Something Good: recensione film

UN BUON THRILLER CHE PARTE CON UN’OTTIMA IDEA PER POI PERDERSI NEL FINALE

something good locandinaGENERE: thriller

DURATA: 111′

DATA DI USCITA: 7 Novembre 2013

VOTO: 3 su 5

Un thriller made in Italy, creato apposta per soddisfare e sbarcare anche sul mercato internazionale. Un tema, quello della sofisticazione alimentare, davvero interessante e nuovo tra i soggetti per il grande schermo. Una storia accattivante, tra un cattivo e una sua vittima inconsapevole, dal risvolto incerto. Bastavano questi di elementi, per attrarre e incuriosire circa il nuovo, precisamente il terzo, film diretto da Luca Barbareschi, Something Good. Un lavoro di genere che finalmente riporta il cinema italiano alla ribalta del cinema internazionale non solo per le commedie o i film drammatici, ma che perde ritmo nel momento in cui si decide di mettere da parte la crime story, per abbandonarsi ad una storia di redenzione, dove il bene trionfa grazie all’amore.

Matteo (Luca Barbareschi) lavora per delle organizzazioni internazionali, che speculano sull’illegalità dei prodotti alimentari. Prigioni, scuole e paesi del terzo mondo: quello che arriva nei loro piatti è cibo contraffatto più chimico e cancerogeno che autentico. L’importante in questo mondo è guadagnare, e se invece di mettere il latte si usa il gesso per creare latte in polvere per i bambini africani, qual è il problema? Il costo è minimo e l’appalto per la distribuzione del prodotto è sicuramente vinto. Una salda rete criminale che si estende dall’Italia alla Cina, dove Matteo si rifugia per sfuggire alla giustizia che per poco era riuscito ad arrestarlo. Sulla sua strada, per una pura casualità di vita, incontrerà Xiwen (Zhang Jingchu), che a causa di un succo di frutta confezionato con pesticidi ha perso il suo piccolo bambino.

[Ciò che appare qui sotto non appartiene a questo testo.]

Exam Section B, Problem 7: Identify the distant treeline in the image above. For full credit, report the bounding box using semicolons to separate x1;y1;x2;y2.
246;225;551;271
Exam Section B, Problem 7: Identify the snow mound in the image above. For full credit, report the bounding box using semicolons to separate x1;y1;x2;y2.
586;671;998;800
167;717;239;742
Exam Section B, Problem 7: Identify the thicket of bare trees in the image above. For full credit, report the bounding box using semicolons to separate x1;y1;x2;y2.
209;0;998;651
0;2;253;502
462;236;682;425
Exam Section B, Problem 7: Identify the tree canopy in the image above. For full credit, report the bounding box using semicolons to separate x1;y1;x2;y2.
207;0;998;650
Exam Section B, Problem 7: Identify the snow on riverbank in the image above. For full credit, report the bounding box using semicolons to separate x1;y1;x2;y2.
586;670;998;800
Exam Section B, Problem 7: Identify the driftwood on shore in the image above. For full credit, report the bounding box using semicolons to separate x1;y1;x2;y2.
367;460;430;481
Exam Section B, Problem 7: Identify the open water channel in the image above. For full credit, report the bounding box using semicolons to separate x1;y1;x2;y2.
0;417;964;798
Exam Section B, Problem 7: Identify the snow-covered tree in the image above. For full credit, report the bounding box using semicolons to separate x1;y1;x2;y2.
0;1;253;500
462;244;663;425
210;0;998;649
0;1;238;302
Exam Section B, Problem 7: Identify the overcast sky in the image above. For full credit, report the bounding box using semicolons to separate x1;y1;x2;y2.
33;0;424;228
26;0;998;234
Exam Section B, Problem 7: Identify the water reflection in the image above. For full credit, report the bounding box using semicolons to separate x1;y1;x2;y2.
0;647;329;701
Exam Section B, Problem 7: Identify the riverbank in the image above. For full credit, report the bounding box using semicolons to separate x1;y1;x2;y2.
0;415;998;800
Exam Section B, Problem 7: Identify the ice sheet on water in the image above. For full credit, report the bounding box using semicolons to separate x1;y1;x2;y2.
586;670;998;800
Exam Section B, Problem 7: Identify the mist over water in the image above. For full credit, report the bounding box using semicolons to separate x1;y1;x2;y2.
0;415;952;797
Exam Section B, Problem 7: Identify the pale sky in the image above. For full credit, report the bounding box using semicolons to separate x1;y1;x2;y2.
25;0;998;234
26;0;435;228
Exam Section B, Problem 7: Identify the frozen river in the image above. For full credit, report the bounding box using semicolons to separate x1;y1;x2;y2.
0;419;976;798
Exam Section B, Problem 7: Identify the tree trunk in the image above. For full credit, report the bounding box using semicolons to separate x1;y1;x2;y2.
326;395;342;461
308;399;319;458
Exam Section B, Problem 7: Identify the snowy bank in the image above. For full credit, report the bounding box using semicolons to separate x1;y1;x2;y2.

La scena iniziale ti porta nel vivo della storia: sta per attraccare in Italia una nave cargo proveniente dalla Cina, quando il protagonista si accorge che la polizia li stava aspettando. Cambio di scena: siamo ad Hong Kong, tra grattacieli e bassifondi squallidi. Luogo perfetto nel quale incentrare una storia che si erge tra colpi di pistola, traffico illecito e internazionalità. Luca Barbareschi dirige quest’opera innovativa al meglio specialmente nella prima parte del film, dove la tensione si fa sentire e l’intreccio criminale che si delinea coinvolge davvero molto. Con una fotografia suggestiva e dai colori scuri e una colonna sonora pensata appositamente per le sequenze del film, appare un fiore all’occhiello nel panorama cinematografico italiano.

Il problema però sta nella seconda parte del film, dove il protagonista inizia ad analizzare la gravità delle sue colpe, e a capire che il sistema per cui lavora è spietato, esattamente come era lui prima di incontrare Xiwen. A questo punto il ritmo della storia rallenta invece di accelerare, i dialoghi sono più retorici e la narrazione appare a volte forzata, sensazione che si prova anche nella prova artistica di Barbareschi. La parte del duro che si redime per amore non gli riesce benissimo, non convince appieno e la fine probabilmente risulta scontata. Eppure è un film che desta attenzione, è un prodotto fresco e particolare, e proprio per questo forse ci aspettavamo più incisività, un’analisi più approfondita del rapporto tra politica e criminalità, invece che finire per puntare sulla storia d’amore.

Per rimanere in tema insomma, un piatto buono, al quale però andava aggiunto un pizzico di sale e pepe in più.